The controller 194 is configured to receive data from the sensor 170 relative to a media characteristic or combination of media characteristics and to analyze the data to determine whether the media passing by or through the sensor 170 qualifies for use with the imaging device 140. The controller 194 may comprise a nonvolatile memory device (not shown) configured to store grade or sorting parameters which the controller 194 may compare to the data to qualify the media for use with the imaging device 140. Alternatively, the controller 194 may be configured to receive grade parameters from the control panel 196. The controller 194 is configured to sort sheets that do not qualify for use with the imaging device 140 to the unusable media path 182 where the media sheets will be sent to the unusable media output tray 192. The controller 194 is also configured to sort sheets that do qualify for use with the imaging device 140 to the imaging path 180 where the media sheets will be transported to the imaging circuitry 198 for image processing.

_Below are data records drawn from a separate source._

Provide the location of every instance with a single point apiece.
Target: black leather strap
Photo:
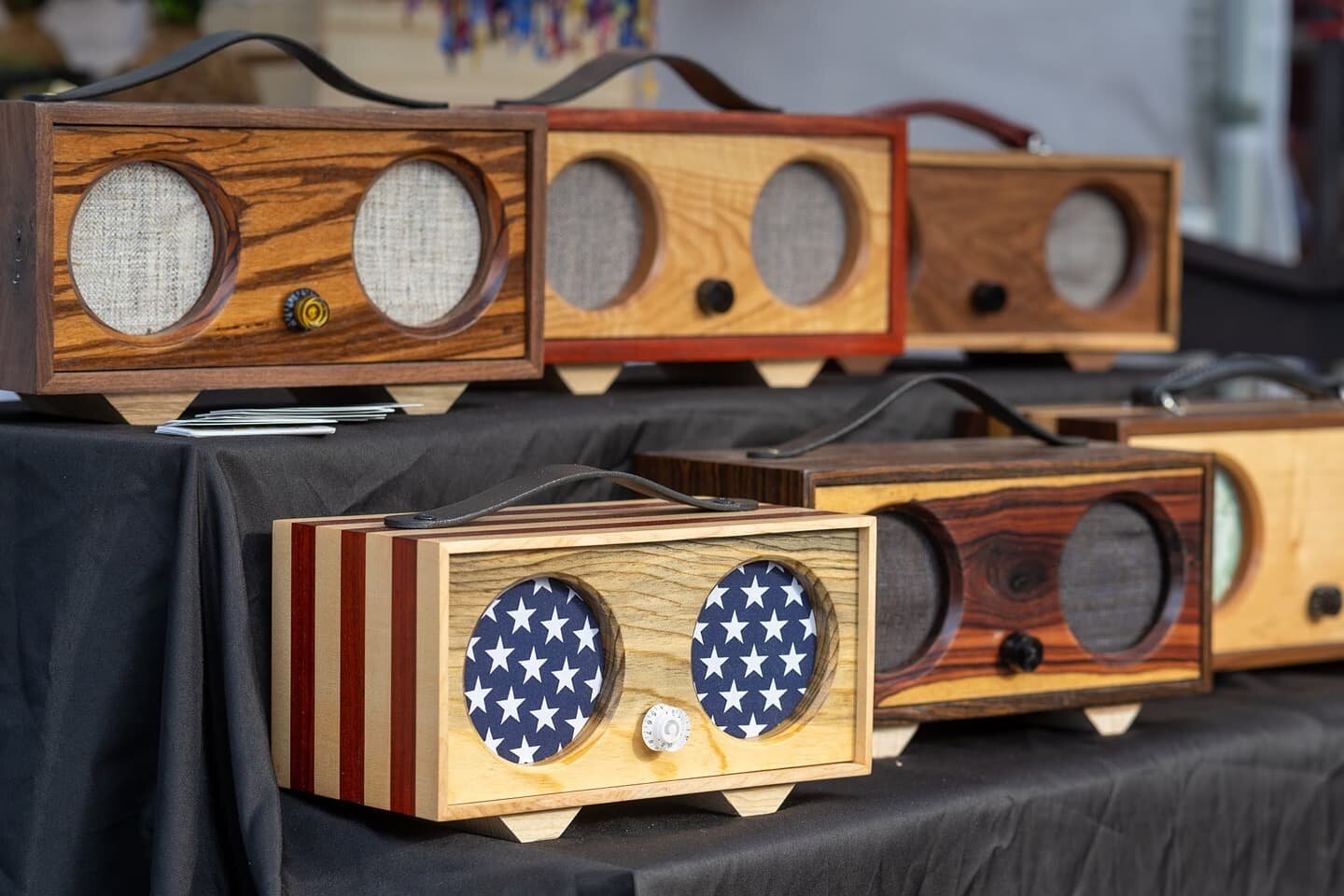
(876, 400)
(597, 72)
(213, 43)
(1169, 391)
(525, 486)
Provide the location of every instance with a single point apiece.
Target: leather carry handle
(525, 486)
(876, 400)
(213, 43)
(1010, 133)
(1167, 392)
(597, 72)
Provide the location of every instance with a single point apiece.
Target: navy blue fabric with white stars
(534, 670)
(753, 649)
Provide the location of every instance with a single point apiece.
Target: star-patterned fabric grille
(534, 670)
(753, 649)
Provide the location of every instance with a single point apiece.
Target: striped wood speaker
(503, 668)
(1279, 483)
(733, 235)
(1013, 575)
(1041, 251)
(162, 250)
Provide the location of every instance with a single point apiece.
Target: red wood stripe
(301, 611)
(353, 665)
(403, 679)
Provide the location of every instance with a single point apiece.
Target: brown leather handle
(1010, 133)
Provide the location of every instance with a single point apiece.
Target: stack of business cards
(277, 421)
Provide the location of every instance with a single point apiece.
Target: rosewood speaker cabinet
(153, 251)
(1279, 485)
(501, 666)
(1013, 575)
(1039, 251)
(733, 235)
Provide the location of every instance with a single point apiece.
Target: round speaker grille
(1228, 532)
(1113, 578)
(912, 590)
(595, 232)
(753, 649)
(534, 670)
(800, 231)
(417, 242)
(141, 247)
(1087, 247)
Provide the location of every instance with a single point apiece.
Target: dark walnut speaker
(500, 666)
(1029, 250)
(733, 235)
(1013, 574)
(156, 248)
(1279, 483)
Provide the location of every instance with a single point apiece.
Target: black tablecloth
(134, 589)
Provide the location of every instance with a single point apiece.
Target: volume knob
(665, 728)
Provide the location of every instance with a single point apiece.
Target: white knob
(665, 728)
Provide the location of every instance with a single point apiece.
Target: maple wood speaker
(1041, 251)
(1013, 574)
(503, 666)
(173, 248)
(1279, 483)
(734, 235)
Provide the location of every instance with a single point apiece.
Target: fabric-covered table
(134, 606)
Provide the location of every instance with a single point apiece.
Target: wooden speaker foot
(1115, 721)
(137, 409)
(583, 379)
(891, 740)
(744, 801)
(522, 828)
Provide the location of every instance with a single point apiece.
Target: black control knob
(305, 311)
(714, 296)
(1022, 651)
(1325, 601)
(988, 299)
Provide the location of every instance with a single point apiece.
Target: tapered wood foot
(433, 398)
(137, 409)
(864, 364)
(583, 379)
(790, 372)
(1112, 721)
(744, 801)
(523, 828)
(1090, 361)
(891, 740)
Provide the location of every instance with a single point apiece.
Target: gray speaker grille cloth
(1112, 578)
(417, 242)
(141, 247)
(912, 590)
(1087, 247)
(595, 230)
(799, 232)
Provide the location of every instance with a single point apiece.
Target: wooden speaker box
(1279, 483)
(1013, 575)
(174, 248)
(504, 666)
(733, 235)
(1041, 251)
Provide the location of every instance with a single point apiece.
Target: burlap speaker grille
(141, 247)
(1087, 247)
(800, 232)
(595, 232)
(1113, 577)
(417, 242)
(912, 590)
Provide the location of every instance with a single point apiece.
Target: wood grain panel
(984, 217)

After image processing, the transport rollers 168 are configured to pass the qualifying sheets to the processed media output tray 190.
While the invention may be susceptible to various modifications and alternative forms, specific embodiments have been shown by way of example in the drawings and have been described in detail herein. However, it should be understood that the invention is not intended to be limited to the particular forms disclosed. Rather, the invention includes all modifications, equivalents, and alternatives falling within the spirit and scope of the invention as defined by the following appended claims.